Prabhjot Singh

Personal information
- Born: 14 August 1980 (age 45) Gurdaspur, Punjab, India

Sport
- Sport: Field hockey
- Position: Forward

Senior career
- Years: Team / Caps / Goals
- 2012: Sher-e-Punjab / 13 / 10
- 2013: Mumbai Magicians / - / -

National team
- Years: Team / Caps / Goals
- 2001–2013: India / 218 / -

Medal record
Men's field hockey
Representing India
Asian Games
| Silver medal – second place | 2002 Busan | Team |
Asia Cup
| Gold medal – first place | 2003 Kuala Lumpur | Team |
| Gold medal – first place | 2007 Chennai | Team |
Commonwealth Games
| Silver medal – second place | 2010 Delhi | Team |
Champions Challenge
| Gold medal – first place | 2001 Kuala Lumpur | Team |
| Bronze medal – third place | 2007 Boom | Team |
Junior World Cup
| Gold medal – first place | 2001 Hobart | Team |

= Prabhjot Singh (field hockey) =

Indian field hockey player

Prabhjot Singh is an Indian former field hockey player who played for the Indian national hockey team.

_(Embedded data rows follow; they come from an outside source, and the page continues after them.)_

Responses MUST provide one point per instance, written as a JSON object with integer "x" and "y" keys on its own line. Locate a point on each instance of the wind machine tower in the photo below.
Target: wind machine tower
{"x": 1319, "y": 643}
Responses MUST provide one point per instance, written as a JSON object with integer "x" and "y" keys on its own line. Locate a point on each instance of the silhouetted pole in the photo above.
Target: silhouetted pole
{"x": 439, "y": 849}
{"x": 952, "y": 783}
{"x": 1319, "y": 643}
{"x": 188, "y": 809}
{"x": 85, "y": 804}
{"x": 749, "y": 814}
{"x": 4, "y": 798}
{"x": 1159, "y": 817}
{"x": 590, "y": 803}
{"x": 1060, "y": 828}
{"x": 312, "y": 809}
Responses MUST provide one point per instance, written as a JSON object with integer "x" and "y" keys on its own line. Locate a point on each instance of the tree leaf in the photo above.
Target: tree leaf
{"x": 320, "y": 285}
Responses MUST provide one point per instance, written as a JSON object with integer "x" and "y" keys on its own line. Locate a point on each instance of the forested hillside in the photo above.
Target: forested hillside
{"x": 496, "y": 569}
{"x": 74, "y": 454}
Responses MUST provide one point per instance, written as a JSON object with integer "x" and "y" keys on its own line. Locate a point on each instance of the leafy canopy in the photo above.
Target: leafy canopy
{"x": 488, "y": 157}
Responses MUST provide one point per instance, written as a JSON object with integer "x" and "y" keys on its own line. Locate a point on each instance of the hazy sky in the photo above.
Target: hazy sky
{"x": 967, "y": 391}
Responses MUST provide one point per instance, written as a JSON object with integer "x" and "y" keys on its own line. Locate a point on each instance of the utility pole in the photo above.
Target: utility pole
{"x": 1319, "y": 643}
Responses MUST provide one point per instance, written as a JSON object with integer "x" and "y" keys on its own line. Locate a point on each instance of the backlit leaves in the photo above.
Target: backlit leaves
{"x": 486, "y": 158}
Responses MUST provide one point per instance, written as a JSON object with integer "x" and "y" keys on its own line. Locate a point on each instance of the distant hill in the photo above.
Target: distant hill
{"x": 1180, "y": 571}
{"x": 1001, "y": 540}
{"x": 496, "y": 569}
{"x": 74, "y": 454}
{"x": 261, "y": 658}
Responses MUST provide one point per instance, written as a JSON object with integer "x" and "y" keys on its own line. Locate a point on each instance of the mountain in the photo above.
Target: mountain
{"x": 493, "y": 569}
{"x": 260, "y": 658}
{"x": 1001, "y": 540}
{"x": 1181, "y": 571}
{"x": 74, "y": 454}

He is best known for his fast and attacking play.

==Career==
Prabhjot debuted for the Men's National Team in 2001. He was part of the national squad in the 2004 Athens Olympic, where India finished in 7th place. Apart from representing India in hockey, he is also an officer in Indian Oil. He was the captain of the Sher-e-Punjab team in the World Series Hockey in 2012. Prabhjot is an alumnus of Jamia Millia Islamia, New Delhi.

==Awards==
He was awarded the Arjuna Award in 2008 for exceptional performance as an Indian striker.

==Controversy==
During FIH World Cup, 2010 he showed the middle finger to the home crowd after a loss 2–4 loss against Argentina. He later apologized for this act.